From being a net exporter of oil in 1993, China today relies on foreign supplies for about half the oil it uses. It is also becoming a major gas importer. For reasons of energy security, China has placed a high priority on getting as much of its future oil and gas as possible from within its land territory, from offshore zones, or as close to home as possible, including Russia and Central Asia.

This priority may help explain why China rates the energy potential of the South China Sea so highly, although its estimates have yet to be tested. Much of the area is unexplored because it is remote and contested. But China seems intent on expanding its offshore energy search. Until a few years ago, state-owned Chinese energy giants were discouraged from competing and CNOOC, the China National Offshore Oil Corp, had a virtual monopoly on offshore work. This has changed and now all the Chinese oil and gas majors can bid for onshore and offshore projects, both local and foreign.

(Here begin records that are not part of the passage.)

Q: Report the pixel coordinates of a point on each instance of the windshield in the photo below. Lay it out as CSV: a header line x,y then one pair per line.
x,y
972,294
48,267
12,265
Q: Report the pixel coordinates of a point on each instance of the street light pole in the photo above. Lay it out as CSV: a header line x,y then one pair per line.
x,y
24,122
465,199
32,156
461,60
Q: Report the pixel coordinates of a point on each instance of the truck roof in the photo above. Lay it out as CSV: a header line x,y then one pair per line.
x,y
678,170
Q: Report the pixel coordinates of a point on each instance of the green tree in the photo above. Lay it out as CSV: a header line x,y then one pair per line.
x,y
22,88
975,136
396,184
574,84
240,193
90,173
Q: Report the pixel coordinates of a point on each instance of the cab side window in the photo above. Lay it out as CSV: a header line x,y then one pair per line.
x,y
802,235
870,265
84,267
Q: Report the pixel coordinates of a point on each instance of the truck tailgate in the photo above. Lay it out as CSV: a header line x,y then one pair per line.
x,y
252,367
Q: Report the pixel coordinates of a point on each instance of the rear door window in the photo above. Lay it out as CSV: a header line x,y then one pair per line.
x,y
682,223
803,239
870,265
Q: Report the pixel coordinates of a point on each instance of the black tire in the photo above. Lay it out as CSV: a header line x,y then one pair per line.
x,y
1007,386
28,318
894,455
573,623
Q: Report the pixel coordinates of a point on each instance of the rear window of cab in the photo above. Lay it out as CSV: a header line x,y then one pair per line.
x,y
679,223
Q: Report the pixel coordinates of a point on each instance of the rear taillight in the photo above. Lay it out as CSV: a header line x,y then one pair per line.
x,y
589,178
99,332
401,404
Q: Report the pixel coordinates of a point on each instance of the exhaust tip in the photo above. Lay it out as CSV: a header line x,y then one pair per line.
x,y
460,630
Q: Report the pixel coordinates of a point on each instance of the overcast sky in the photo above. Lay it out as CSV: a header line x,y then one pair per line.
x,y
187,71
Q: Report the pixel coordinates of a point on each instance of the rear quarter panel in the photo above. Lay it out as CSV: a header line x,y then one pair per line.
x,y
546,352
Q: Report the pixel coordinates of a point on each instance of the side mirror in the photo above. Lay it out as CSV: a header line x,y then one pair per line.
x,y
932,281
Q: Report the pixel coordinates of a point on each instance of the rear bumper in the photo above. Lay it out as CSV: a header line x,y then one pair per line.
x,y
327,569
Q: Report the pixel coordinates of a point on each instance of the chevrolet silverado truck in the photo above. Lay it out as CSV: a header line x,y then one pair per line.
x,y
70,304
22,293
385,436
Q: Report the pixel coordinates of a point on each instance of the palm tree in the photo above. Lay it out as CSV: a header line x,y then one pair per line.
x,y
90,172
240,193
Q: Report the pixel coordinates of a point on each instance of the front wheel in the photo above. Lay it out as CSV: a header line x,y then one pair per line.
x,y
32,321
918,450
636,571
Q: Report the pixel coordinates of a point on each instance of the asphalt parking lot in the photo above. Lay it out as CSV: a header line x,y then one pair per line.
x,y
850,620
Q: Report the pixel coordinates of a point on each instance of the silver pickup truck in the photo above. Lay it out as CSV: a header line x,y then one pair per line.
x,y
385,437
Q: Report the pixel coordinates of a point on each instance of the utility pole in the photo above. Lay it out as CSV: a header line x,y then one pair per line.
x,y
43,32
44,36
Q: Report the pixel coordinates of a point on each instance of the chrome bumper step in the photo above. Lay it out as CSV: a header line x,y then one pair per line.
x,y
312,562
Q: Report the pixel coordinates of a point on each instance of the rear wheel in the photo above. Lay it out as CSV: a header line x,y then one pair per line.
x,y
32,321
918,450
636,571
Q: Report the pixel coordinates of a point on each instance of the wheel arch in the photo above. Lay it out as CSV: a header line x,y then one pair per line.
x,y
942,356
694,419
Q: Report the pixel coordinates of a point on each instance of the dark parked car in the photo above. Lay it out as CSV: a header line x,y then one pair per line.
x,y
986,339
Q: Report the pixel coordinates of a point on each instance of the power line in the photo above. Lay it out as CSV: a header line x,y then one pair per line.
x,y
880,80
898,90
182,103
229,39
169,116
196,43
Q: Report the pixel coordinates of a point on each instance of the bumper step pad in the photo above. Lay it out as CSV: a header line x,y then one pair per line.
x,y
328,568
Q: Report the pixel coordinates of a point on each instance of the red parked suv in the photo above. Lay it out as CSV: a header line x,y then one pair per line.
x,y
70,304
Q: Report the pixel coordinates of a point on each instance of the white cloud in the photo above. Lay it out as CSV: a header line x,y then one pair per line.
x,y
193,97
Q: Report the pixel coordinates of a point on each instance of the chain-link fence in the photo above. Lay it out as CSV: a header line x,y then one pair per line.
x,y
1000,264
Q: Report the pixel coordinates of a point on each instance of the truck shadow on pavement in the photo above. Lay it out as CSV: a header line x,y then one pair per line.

PetroChina, an arm of China's biggest oil producer, announced in March 2006 that it would be turning its attention to the southern sector of the South China Sea in the next few years. "We are now doing the preliminary work to develop fields in the southern part of the South China Sea area, and major breakthroughs will be expected during the following five years", Hu Wenrui, PetroChina's vice president, told an oil and gas summit in Beijing. He declined to elaborate. But as Southeast Asian governments and the energy companies working for them push deeper into the South China Sea in their hunt for more gas and oil, they can only hope that China's southward push will lead to better cooperation, not confrontation.

Michael Richardson, former Asia editor of the International Herald Tribune, is Visiting Senior Research Fellow at the Institute of Southeast Asian Studies.